My first memory of Phil Hughes comes from my first year covering the Yankees minor league system. Hughes was the biggest prospect in the organization — and one of the biggest in the game — and although he didn’t know it at the time, he was a few months from his big league debut. I remember asking Hughes to tell me the craziest thing he’d heard about himself.
He said he’d just heard a comparison to Roger Clemens, and he was laughing about it.
Hughes has always been that kind of guy. He’s laid back and quick to laugh, and he’s always been easy to deal with. He was easy to deal with when he was a massive prospect in Triple-A. He was easy to deal with when he was a Major League all-star. He was easy to deal with when things fell apart in the first half of last season.
But behind that laid back attitude, there’s always been a sense that Hughes cares about his production. I’ve seen hot-shot prospects who thought it didn’t matter when they struggled, because they thought opportunities would be infinite. Hughes has never been that way. When he struggles, you can sense his disappointment. He might do a good job of dealing with that disappointment, but the disappointment is certainly there.

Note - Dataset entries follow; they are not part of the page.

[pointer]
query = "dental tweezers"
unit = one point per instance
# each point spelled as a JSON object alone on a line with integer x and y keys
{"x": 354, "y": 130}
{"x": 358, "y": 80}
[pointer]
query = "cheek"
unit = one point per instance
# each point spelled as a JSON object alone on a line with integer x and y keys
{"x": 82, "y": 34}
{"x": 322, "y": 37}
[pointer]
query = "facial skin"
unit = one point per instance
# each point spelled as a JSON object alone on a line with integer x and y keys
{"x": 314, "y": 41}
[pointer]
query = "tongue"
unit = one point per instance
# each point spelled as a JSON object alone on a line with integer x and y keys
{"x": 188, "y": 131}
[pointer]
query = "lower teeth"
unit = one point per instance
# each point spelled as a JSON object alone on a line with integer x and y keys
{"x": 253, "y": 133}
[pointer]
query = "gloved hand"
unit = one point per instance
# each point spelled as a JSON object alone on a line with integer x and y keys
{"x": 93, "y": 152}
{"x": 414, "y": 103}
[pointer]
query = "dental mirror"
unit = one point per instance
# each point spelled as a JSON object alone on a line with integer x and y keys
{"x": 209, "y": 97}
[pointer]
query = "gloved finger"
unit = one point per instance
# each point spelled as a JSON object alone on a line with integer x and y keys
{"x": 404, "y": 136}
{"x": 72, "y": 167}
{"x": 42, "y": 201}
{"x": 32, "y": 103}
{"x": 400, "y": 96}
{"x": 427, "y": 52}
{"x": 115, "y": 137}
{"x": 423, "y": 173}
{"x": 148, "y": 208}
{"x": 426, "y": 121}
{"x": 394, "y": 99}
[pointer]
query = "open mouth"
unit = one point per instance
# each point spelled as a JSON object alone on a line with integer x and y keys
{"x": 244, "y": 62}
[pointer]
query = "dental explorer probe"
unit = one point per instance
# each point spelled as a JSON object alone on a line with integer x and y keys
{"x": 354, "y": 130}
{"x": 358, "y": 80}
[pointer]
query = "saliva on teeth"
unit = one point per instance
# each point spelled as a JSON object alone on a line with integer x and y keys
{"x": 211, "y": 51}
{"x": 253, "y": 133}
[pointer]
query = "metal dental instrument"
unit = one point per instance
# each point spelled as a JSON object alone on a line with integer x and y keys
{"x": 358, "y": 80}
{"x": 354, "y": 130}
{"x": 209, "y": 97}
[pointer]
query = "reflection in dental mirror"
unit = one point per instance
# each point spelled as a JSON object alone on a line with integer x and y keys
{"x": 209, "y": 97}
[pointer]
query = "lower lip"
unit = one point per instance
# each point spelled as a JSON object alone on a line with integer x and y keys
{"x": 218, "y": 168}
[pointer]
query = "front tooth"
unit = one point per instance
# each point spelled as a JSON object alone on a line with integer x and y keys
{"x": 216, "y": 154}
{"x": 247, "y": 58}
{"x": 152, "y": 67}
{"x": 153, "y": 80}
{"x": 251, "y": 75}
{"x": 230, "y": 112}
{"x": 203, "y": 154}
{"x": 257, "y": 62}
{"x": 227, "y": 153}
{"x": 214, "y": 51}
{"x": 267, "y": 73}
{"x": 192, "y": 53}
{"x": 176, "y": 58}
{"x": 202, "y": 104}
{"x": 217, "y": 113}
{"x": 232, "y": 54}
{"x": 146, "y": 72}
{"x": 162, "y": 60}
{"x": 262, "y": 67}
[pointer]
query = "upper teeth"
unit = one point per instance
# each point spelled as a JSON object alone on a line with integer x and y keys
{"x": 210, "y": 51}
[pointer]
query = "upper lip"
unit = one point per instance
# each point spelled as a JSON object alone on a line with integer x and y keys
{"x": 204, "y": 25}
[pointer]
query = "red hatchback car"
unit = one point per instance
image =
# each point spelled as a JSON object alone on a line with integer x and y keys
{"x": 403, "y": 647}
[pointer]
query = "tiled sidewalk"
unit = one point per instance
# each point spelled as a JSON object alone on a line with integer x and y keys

You get a sense of that in Mark Feinsand’s story in today’s Daily News.
“I’m at a point where the patience is running out,” Hughes said. “I’m not a prospect anymore, and I’m not 21 years old anymore. You’re gauged on what kind of year you had, not what you’re capable of doing.”
After an up-and-down season, Hughes has committed himself to getting in better shape this offseason. He’s also started his offseason throwing program a month earlier than usual.
“I’m certainly not at the point in my career where I can come in and go through the motions, and if I give up eight runs in an outing, it’s all good because it’s spring training,” Hughes said. “For me, coming off a bad season, I’m trying to do as much as I can to make sure that I’m ready to go when spring training rolls around.”